侵食輪廻説(しんしょくりんねせつ)において、河食輪廻の最終期に形成される一連の平らな地表で、終地形ともいう。この術語は、アメリカの地理学者・地質学者であったW・M・デービスによって初めて使用されたもので、彼の著書『地理学(的)輪廻』Geographical Cycle(1895)によると、次のように記されている。「岩層の組織にあまり関係なく、侵食基準面に近接していることだけに影響されて形成された、一連のほとんど平らな地表面は、中途で乱(中絶)されない河食輪廻の最終期を特色づけるに相違ない」。この場合ほとんど「平らな」という表現は、定量的に記述されていないが、「どの方向にも、乗馬でトロットでき、自動車ではハイギヤで走行できるほどの起伏」であるという定義を後日表している。

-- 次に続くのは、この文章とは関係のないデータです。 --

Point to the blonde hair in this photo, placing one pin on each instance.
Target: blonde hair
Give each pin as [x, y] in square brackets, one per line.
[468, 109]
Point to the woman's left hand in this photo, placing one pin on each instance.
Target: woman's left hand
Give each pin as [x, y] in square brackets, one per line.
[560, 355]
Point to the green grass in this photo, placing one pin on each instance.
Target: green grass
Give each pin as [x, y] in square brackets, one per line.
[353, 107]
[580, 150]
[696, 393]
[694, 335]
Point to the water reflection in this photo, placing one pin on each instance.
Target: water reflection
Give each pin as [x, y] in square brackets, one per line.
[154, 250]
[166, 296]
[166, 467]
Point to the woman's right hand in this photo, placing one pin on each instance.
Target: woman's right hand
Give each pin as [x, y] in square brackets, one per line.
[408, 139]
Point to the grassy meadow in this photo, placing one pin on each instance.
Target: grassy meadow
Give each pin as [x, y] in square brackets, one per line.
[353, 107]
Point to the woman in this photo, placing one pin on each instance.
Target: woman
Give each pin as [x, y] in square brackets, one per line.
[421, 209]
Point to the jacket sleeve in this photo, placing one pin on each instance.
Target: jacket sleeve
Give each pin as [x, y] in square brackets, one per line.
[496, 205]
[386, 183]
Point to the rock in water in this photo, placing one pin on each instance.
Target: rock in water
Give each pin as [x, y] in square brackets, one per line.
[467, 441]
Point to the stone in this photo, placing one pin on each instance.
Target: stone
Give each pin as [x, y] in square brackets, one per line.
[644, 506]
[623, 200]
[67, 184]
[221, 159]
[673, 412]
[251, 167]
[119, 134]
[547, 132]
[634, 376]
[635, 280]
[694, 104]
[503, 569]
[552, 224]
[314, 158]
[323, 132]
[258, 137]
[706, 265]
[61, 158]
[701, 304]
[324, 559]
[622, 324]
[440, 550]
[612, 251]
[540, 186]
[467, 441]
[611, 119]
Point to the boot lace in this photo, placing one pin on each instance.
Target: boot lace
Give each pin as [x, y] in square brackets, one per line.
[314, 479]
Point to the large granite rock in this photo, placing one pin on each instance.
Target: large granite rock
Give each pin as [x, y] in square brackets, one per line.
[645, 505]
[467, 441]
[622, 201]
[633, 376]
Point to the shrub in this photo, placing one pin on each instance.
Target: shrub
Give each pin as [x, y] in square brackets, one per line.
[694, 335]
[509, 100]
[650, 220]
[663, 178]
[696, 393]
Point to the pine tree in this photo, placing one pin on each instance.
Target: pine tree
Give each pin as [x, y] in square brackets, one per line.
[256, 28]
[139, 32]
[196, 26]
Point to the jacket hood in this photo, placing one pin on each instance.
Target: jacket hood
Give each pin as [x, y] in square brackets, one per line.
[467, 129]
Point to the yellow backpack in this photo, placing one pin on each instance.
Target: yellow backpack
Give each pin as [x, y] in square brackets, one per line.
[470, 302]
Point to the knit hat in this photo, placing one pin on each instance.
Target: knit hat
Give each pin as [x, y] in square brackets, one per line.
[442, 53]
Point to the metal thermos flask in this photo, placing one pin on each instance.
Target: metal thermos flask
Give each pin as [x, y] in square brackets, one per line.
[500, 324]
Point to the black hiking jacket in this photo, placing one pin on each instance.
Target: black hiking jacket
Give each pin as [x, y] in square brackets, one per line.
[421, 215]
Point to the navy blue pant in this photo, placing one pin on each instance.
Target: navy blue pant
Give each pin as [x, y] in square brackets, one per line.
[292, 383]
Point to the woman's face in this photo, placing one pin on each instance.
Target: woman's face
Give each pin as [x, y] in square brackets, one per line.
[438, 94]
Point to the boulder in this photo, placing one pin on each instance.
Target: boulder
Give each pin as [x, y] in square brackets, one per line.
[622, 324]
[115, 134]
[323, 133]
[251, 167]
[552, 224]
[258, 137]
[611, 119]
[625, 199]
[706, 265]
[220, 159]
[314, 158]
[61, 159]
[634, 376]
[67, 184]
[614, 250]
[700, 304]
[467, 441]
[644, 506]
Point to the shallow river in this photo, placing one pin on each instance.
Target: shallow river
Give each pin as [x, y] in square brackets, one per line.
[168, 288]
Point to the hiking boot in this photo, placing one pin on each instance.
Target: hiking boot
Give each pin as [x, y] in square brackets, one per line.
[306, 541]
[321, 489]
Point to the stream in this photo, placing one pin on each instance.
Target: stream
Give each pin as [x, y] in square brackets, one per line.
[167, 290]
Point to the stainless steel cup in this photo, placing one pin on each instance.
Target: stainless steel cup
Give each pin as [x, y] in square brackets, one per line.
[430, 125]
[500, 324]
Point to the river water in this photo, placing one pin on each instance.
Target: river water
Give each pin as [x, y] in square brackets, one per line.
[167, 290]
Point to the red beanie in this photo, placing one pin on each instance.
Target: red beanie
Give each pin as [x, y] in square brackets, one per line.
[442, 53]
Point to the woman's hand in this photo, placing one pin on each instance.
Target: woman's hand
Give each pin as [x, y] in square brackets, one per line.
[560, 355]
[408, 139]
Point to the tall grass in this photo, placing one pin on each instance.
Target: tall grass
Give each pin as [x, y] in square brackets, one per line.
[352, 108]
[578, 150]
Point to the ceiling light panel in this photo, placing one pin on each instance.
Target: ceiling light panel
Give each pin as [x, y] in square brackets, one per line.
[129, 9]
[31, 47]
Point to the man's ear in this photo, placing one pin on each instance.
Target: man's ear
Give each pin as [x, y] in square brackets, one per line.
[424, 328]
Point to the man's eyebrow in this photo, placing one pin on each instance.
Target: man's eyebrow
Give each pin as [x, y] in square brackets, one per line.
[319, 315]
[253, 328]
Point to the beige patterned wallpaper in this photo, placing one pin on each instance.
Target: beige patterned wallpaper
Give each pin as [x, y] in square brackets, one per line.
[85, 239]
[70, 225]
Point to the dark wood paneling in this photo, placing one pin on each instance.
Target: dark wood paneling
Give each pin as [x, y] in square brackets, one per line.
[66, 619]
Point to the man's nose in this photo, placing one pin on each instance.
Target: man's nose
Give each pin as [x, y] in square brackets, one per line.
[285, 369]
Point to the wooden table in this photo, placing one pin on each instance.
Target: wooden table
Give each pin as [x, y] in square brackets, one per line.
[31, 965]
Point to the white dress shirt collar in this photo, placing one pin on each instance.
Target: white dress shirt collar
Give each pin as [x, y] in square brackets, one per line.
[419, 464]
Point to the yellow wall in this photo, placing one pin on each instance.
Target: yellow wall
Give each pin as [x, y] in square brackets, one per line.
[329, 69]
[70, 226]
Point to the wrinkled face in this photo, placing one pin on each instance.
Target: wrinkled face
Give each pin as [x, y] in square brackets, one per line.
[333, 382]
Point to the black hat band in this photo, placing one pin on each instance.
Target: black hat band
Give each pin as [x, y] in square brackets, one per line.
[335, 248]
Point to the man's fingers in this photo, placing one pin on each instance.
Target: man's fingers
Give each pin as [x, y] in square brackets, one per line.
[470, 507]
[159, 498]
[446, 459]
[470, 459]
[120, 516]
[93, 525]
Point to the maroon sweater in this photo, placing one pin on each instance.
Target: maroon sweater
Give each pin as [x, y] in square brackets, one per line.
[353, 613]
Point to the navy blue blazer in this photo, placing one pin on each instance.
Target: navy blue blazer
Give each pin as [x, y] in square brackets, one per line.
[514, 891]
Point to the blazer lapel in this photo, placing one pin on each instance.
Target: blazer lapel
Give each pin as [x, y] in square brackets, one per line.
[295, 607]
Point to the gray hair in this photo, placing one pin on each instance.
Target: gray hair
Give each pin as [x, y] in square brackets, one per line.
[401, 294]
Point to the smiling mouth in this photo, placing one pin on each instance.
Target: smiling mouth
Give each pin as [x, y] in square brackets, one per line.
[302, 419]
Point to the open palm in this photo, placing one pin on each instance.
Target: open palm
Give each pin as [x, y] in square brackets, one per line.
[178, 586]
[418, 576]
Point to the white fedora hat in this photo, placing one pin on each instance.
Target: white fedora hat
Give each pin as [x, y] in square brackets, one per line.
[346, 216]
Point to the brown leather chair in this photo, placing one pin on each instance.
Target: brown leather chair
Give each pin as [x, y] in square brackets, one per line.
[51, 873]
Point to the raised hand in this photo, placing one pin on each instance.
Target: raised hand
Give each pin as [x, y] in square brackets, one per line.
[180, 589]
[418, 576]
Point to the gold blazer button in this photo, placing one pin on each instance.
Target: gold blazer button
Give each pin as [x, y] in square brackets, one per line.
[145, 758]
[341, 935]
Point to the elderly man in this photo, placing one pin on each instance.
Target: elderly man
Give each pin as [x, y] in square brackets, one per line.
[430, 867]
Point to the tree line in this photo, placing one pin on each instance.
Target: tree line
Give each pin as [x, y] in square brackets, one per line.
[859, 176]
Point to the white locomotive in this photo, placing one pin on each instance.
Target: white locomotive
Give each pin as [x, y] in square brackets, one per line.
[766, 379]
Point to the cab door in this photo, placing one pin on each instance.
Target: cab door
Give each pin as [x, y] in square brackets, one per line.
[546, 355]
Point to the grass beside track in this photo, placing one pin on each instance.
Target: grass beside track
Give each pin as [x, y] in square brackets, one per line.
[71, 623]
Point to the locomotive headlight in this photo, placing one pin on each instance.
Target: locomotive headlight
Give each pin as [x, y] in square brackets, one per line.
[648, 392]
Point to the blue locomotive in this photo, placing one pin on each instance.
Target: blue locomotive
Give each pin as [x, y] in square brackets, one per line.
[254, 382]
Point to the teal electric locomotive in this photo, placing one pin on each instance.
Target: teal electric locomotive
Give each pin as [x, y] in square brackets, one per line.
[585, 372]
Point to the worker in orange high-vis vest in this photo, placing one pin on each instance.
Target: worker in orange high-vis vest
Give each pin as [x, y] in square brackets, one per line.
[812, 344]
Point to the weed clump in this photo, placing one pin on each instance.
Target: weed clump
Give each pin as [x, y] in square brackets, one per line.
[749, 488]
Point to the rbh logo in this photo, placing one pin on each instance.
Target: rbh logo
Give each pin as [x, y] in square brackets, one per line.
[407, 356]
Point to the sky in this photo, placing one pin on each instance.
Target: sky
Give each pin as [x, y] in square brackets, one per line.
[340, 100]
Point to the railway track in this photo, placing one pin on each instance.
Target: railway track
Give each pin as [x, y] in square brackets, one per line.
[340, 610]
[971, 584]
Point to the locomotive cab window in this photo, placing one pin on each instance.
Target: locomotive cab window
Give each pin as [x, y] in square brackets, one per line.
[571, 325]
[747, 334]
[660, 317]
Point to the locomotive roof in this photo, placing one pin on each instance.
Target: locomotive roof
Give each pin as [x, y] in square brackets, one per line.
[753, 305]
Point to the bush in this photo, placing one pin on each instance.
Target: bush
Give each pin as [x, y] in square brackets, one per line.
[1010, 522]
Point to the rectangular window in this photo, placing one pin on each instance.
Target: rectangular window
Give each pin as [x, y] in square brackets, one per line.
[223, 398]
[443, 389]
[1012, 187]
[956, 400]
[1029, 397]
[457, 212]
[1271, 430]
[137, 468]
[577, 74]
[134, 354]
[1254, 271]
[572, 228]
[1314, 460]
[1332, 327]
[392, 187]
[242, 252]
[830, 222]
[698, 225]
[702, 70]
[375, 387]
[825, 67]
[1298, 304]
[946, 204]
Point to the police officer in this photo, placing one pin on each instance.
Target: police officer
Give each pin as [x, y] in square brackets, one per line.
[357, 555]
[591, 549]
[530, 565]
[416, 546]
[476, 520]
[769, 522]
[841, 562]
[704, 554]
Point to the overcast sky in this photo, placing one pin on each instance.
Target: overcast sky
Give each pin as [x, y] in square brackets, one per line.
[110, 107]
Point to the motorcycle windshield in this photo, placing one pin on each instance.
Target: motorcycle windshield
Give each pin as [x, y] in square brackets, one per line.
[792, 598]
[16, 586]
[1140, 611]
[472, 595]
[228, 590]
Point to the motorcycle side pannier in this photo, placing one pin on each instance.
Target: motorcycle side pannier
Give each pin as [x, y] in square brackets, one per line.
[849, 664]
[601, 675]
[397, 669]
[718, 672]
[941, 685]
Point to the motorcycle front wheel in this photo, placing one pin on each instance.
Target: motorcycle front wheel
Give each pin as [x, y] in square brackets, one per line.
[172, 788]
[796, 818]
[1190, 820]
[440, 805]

準平原の術語はデービスが創案したものであるが、その着想はそれ以前のアメリカ学派の成果を踏まえている。すなわち、準平原の概念の根底そのものは、アメリカの地形学のパイオニアであったパウエルJ. W. PowellやダットンC. E. Duttonなどにさかのぼる。パウエルは、乾燥地域の地表は海面下まで侵食されないことから、侵食基準面の概念を地形学に導入した。ダットンは侵食基準面の概念に、より正確な内容を与え、デービスが新しい発想を案出する素地を次のように記述している。すなわち「すべての地域の地表は、侵食基準面に向かって低下するように侵食されている。もし侵食期が長く続くならば、それらの地表面は順次侵食され、最終的には基準面に近い位置まで低下する」というものである。
日本列島のように造山帯に属する所には、典型的な準平原は発達しがたいといわれている。ブラジル高原、中国東北部の南に位置する遼東(りょうとう)準平原、北朝鮮西方の楽浪(らくろう)準平原などは、この地形の好例とされている。輪廻説による準平原の形成は、原地形が形成されてから地盤運動が静止・緩慢であること、または地盤の隆起量だけ海面が上昇することなどを前提としている。したがって、長い地質時代にわたって造陸運動を受けた地域にその形成可能条件がある。地盤の隆起が著しい造山帯や乾燥地域や寒冷地域、気候変動や地盤運動の様式変化がたびたび繰り返された地域などでは、準平原の形成機構の研究は、今後に残されている。